Integral of $\int\frac{(x^4+1)\,dx}{x^3+4x}$

Question

I followed the steps to solve this integral and want to know if I did it right and if $C=0? $ $$\int\frac{(x^4+1)\,dx}{x^3+4x} = \int\frac{(x^4+1)\,dx}{x(x^2+4)} = \frac{A}{x}+\frac{Bx+C}{x^2+4}$$ $$(x^2+4)A+x(Bx+C)=x^4+1$$ $$x=0 => 4A=1 => A=\frac{1}{4}$$ $$Ax^2+4A+Bx^2+Cx=x^4+1 = > (A+B)x^2+4A+Cx=x^4+1$$ $$A+B=0 => B=-\frac{1}{4}, C=0$$ Thanks!

Answer 1

Whatever $A$, $B$, $C$ may be, the numerator of $\frac{A}{x} + \frac{B x+C}{x^2+4}$ is no greater than 3. The proper ansatz is $$ \frac{x^4+1}{x^3+4x} = x + \frac{1-4x^2}{x(x^2+4)} = x + \frac{A}{x} + \frac{B x+ C}{x^2+4} $$ and you should get $A = \frac{1}{4}$ and $C=0$, $B = -\frac{17}{4}$.

Answer 2

There are no constants $A,B,C$ such that

$$\frac{x^4+1}{x^3+4x} = \frac{A}{x}+\frac{Bx+C}{x^2+4},$$

because the integrand is a rational function in $x$ and the degree of the polynomial in the numerator is greater than the degree of the polynomial in the denominator.

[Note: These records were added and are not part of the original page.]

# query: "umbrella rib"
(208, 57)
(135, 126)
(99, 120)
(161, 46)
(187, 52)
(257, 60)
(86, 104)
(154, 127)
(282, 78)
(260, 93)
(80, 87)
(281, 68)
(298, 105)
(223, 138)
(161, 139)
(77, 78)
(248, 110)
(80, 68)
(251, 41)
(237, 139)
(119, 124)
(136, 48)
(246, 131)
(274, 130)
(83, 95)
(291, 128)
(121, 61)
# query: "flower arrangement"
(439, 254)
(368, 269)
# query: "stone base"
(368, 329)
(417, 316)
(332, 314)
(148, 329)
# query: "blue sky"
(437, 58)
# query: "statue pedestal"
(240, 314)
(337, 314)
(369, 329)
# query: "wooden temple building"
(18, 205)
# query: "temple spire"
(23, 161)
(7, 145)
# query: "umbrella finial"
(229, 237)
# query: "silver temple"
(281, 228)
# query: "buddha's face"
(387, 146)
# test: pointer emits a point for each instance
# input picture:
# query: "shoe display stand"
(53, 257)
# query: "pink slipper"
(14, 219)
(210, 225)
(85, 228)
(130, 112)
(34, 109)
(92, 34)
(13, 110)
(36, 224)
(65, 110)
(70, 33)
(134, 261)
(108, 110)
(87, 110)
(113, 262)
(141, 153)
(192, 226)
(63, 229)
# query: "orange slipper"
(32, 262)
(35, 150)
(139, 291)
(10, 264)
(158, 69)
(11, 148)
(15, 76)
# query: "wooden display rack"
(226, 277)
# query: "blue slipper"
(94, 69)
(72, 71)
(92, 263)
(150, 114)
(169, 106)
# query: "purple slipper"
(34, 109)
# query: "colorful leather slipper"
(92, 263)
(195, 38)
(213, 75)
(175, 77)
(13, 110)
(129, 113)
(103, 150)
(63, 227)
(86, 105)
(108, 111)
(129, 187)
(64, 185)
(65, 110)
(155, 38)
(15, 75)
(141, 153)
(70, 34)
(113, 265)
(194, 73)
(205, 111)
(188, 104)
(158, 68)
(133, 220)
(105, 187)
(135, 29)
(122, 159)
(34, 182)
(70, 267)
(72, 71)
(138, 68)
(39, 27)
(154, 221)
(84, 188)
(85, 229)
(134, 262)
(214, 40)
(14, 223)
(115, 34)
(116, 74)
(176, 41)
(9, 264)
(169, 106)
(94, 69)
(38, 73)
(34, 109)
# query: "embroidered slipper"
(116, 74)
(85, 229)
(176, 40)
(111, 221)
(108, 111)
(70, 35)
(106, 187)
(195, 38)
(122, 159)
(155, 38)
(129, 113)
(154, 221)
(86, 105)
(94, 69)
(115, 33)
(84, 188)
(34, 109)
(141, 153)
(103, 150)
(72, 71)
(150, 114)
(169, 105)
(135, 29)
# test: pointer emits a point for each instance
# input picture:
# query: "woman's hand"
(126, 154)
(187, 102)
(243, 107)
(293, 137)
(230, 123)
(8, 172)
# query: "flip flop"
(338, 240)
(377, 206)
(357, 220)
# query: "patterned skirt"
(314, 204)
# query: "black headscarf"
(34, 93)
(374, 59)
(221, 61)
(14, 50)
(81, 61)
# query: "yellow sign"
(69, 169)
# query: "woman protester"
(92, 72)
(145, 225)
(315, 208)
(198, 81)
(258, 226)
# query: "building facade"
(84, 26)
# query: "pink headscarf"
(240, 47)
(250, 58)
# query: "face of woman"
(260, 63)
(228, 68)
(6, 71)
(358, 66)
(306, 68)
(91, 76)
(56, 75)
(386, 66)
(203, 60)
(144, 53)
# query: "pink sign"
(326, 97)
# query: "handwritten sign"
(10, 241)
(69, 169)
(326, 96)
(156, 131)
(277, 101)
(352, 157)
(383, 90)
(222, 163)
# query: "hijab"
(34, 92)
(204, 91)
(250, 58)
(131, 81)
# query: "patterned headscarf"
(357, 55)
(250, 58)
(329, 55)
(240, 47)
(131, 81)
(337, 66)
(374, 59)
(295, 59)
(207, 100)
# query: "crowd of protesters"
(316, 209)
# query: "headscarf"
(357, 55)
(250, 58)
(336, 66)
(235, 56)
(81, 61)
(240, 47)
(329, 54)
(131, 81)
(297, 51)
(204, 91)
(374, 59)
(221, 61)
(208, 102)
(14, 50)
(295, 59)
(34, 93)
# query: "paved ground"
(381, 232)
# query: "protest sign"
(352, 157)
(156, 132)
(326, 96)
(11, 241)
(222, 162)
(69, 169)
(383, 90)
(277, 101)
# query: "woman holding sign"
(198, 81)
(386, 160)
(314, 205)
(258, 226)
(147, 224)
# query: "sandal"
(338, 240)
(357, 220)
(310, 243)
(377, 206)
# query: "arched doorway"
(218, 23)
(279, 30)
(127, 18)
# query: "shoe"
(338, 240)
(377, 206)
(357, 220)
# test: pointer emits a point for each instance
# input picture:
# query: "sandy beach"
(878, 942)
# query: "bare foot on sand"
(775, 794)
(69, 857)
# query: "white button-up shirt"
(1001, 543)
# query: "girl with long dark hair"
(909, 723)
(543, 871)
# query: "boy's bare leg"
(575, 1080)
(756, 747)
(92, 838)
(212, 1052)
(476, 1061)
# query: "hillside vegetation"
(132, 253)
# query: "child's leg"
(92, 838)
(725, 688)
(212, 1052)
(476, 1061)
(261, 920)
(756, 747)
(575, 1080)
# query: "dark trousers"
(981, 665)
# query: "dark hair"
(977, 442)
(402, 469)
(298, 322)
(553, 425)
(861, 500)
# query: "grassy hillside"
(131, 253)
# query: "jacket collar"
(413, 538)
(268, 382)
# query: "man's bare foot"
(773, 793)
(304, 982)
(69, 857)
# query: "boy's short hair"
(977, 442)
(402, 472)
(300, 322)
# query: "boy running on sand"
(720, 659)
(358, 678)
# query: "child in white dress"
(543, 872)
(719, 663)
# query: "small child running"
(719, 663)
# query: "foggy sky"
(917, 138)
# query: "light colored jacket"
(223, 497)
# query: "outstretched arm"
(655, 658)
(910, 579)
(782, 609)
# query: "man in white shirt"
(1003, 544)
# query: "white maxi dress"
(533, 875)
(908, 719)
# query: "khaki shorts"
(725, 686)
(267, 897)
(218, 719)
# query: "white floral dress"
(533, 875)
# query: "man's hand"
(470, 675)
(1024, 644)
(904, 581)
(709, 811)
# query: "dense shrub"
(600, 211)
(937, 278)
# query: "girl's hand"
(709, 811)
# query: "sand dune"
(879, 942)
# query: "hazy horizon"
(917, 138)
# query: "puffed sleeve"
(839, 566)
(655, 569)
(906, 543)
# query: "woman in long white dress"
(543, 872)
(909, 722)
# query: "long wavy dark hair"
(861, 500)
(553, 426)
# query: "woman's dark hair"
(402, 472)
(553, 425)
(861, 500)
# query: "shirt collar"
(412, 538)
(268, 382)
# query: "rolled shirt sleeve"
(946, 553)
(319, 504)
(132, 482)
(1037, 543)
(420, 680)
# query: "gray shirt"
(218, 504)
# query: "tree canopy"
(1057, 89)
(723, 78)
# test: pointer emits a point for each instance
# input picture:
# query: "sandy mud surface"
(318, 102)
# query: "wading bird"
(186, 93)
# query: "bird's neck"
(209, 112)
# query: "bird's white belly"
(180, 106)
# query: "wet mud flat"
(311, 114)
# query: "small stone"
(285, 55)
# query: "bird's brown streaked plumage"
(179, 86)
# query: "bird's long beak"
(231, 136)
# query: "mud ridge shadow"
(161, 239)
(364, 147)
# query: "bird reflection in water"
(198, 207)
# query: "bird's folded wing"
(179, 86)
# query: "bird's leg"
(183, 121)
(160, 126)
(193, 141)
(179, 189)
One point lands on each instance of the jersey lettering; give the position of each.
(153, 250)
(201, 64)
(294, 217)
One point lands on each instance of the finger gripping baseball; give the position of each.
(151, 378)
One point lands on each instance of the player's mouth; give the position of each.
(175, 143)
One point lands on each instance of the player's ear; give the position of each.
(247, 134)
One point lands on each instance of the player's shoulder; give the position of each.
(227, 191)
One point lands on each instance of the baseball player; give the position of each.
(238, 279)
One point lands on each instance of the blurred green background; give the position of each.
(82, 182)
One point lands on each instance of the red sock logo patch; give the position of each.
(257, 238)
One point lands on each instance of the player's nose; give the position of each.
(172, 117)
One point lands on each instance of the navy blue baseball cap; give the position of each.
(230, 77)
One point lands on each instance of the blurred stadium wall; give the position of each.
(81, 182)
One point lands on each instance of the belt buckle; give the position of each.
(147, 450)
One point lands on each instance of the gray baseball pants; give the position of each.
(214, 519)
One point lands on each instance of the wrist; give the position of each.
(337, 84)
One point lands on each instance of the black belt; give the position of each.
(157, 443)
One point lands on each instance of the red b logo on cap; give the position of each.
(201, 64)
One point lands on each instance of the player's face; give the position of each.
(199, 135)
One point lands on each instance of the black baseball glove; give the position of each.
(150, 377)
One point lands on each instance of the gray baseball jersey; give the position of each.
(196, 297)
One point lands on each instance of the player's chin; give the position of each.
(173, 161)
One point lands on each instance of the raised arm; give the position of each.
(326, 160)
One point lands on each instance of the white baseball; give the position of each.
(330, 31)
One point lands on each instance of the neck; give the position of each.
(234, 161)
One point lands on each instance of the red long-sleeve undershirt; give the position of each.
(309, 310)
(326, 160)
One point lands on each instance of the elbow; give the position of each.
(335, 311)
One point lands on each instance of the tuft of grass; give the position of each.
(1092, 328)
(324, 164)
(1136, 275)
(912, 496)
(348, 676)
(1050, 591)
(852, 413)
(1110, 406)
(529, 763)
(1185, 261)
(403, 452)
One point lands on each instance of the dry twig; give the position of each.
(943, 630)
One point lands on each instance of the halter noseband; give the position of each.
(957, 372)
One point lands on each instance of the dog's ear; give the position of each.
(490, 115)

So prior to expanding it into partial fractions, the standard technique is to rewrite it as

$$\frac{x^4+1}{x^3+4x}=x+\frac{1-4x^2}{x^3+4x}$$

by using polynomial long division or Ruffini's rule.

Now you can proceed by expanding $\frac{1-4x^2}{x^3+4x}$ into partial fractions.